Extension and practice materials:
- An extension worksheet contains the same data for 30 extra subjects to practice descriptive statistics calculations.
- There is a separate worksheet for hand-calculated z-score practice with Z-tables provided (downloadable from Blackboard).
- The instructor notes that final exam questions will be very similar to these practice worksheets, so completing them is advised.
Correlation prep and data handling guidance (context for the assignment):
- You will perform two correlations using four variables total.
- When calculating correlations, you must ensure that each pair of variables is complete for the observations you include (i.e., you must have data for both variables in the pair for a given participant).
- If a participant has an impossible score for one variable involved in a correlation, you should exclude that participant’s data for that correlation by removing both variables’ values for that observation (i.e., you keep other variables intact, but the pair used for the correlation should be complete).
Final notes for exam readiness:
- Practice identifying and interpreting z-scores, and reading z-tables for mean-to-z and z-to-tail percentages.
- Be comfortable converting between raw scores and z-scores using $X = \mu + z\sigma$ and $z = \dfrac{X - \mu}{\sigma}$ .
- Be able to compute a raw score corresponding to a high percentile (e.g., top 1%) using the appropriate z-value and the distribution parameters.
- Understand the data-cleaning workflow: identifying impossible values, determining plausible ranges, and applying a two-step cleaning approach for descriptive statistics vs. correlation analyses.

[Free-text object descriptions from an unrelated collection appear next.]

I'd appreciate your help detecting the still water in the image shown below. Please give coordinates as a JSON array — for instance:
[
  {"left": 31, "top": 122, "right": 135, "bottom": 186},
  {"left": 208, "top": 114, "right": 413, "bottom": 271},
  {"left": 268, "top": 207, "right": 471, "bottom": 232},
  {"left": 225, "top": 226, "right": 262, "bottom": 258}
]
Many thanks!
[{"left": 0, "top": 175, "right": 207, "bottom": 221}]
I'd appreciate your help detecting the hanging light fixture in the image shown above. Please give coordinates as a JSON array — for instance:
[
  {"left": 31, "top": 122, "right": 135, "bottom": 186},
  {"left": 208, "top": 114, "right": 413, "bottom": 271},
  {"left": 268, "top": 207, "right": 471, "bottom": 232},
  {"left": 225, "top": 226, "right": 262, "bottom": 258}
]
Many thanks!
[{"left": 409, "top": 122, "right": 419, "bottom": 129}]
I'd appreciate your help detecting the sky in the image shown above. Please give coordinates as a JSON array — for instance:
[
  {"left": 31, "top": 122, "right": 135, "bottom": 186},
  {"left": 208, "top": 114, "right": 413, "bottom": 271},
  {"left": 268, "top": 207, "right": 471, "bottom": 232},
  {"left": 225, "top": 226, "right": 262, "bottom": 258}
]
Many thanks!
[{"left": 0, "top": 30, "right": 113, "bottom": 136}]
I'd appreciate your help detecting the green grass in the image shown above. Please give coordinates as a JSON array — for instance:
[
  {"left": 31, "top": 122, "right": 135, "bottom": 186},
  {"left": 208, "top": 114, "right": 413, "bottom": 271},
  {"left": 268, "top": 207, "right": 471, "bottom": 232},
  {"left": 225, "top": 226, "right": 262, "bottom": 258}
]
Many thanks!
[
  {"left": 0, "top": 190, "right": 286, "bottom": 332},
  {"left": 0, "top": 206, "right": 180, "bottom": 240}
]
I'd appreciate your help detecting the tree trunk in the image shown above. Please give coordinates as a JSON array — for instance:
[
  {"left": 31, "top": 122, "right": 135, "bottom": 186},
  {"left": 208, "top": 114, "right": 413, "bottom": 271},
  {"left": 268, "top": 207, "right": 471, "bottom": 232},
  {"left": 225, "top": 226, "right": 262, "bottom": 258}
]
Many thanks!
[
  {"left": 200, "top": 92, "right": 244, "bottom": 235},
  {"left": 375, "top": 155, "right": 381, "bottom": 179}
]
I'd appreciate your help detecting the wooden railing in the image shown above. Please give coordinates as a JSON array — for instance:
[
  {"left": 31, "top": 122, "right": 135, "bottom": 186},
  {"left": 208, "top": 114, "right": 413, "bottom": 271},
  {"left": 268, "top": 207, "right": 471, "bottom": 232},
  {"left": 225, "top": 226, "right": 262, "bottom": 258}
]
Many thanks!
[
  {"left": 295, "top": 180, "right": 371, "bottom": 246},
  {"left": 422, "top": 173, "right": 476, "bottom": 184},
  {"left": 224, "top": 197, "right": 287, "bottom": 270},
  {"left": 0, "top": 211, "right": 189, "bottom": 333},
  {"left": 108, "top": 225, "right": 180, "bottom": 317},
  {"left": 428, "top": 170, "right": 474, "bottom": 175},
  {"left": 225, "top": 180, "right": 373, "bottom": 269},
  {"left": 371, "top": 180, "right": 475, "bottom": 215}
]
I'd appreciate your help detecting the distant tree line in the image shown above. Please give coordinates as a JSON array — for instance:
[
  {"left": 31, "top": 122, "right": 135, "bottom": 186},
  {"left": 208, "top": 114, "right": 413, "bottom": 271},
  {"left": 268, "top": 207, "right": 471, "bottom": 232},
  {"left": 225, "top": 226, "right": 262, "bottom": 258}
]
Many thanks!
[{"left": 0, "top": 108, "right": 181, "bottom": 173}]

- Be able to outline a practical Excel workflow for cleaning data, creating scatter plots, and computing descriptive statistics (means, deviations, sum of squares, variance, and standard deviation).
Quick refresher on IQR (interquartile range) concept (from the related discussion):
- IQR = Q3 − Q1, where Q1 is the 25th percentile and Q3 is the 75th percentile.
- When using Z-tables to approximate these quartiles for a normally distributed variable, you look for the z-values that correspond to 25% in the tails on either end (i.e., z ≈ ±0.674 for a standard normal).
- The lecture notes suggest using z ≈ ±0.68 as a practical approximation, giving an IQR-related span of about $2\times 0.68\,\sigma ≈ 1.36\,\sigma$ when you know the standard deviation. (Exact IQR depends on the data’s empirical quartiles, but this illustrates the idea of using symmetric tails.)
If you want to review further, download the Z-tables from Blackboard and work through the practice worksheets to build familiarity with the types of questions likely to appear on the final exam.